Pela Defensoria Pública do Estado do Rio de Janeiro, o defensor Pedro Paulo Lourival Carriello também lembrou que o STF já discutiu essa matéria no julgamento da ADI 2725, quando se afirmou que a edição de um indulto não pode ser considerado ofensivo ao direito social à segurança.

Segundo Alessa Pagan Veiga, que falou em nome da Defensora Pública do Estado de Minas Gerais, não procede que o indulto de 2017 seja mais generoso, menos criterioso e mais abrangente, como defende a Procuradoria-Geral da República (PGR). Quanto às penas restritivas de direitos, por exemplo, alega que ele é igual aos anteriores. “Em alguns pontos ele é extremamente mais restritivo que os outros.

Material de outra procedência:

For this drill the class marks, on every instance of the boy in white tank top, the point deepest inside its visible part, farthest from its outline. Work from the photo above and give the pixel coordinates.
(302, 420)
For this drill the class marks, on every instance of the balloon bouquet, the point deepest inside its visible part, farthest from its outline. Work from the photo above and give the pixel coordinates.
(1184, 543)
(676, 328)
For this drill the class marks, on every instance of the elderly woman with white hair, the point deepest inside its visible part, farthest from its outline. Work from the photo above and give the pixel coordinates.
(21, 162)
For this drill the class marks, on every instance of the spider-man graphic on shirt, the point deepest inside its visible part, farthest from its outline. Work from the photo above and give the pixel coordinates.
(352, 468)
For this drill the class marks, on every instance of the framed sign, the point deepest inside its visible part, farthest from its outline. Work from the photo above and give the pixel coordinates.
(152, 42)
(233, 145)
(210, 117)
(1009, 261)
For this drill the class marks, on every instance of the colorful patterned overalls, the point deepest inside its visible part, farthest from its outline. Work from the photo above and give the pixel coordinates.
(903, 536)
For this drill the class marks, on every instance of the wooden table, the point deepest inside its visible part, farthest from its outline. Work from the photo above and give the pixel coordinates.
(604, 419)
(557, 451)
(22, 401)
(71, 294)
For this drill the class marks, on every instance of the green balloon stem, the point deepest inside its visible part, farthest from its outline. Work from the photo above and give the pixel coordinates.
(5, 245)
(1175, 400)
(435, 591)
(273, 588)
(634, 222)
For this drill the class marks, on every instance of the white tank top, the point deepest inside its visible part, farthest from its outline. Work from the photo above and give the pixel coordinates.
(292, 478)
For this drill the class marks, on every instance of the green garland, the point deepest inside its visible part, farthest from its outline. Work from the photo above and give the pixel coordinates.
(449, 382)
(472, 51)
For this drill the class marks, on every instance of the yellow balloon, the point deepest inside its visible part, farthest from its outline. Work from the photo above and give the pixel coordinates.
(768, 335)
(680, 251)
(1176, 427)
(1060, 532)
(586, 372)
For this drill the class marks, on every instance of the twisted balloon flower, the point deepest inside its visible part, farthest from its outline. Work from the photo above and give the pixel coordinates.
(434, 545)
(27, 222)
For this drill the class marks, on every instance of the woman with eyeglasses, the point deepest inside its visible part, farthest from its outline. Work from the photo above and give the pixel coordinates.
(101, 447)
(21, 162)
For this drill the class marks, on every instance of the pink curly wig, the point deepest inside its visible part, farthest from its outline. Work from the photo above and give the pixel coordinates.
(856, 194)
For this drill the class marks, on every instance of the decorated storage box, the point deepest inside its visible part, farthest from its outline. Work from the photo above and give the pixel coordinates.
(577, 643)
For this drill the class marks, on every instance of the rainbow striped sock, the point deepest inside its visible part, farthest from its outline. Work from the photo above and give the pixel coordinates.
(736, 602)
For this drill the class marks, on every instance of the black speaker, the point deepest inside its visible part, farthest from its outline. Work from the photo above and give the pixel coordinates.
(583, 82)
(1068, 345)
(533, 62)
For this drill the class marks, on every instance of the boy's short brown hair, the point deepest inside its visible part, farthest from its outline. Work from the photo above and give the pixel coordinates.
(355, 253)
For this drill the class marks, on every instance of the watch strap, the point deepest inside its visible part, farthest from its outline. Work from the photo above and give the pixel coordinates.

Foi mais benéfico para crimes sem violência e sem gravidade, levando em conta o crescimento da população carcerária”, explicou.

O representante do Instituto Brasileiro de Ciências Criminais (IBCCRIM), Maurício Stegemann Dieter, defendeu que o indulto, ao contrário do que diz a requerente, não inova em matéria penal. “Considerando que se trata de um mecanismo de política de freios e contrapesos, vai incidir sobre matéria penal, mas não há nenhuma inovação legislativa nem cria normas penais completas ou incompletas”.

O advogado Marcelo Turbay Freiria, representante do Instituto de Garantias Penais (IGP), rememorou que o Supremo, no julgamento da ADPF 347, estabeleceu como medidas para abrandar a situação de “miserabilidade” do sistema penitenciário brasileiro a adoção de penas alternativas à prisão e outras que viessem a abrandar os requisitos temporais para fruição de benefício e direitos dos presos, como progressão de regime, livramento condicional e suspensão condicional da pena.

Por fim, em nome do Instituto de Defesa do Direitos de Defesa (IDDD), o advogado Fábio Tofic Simantob alegou que a questão trazida pela ação não tem natureza constitucional, uma vez que o indulto não está previsto na Carta de 1988, mas em lei infraconstitucional.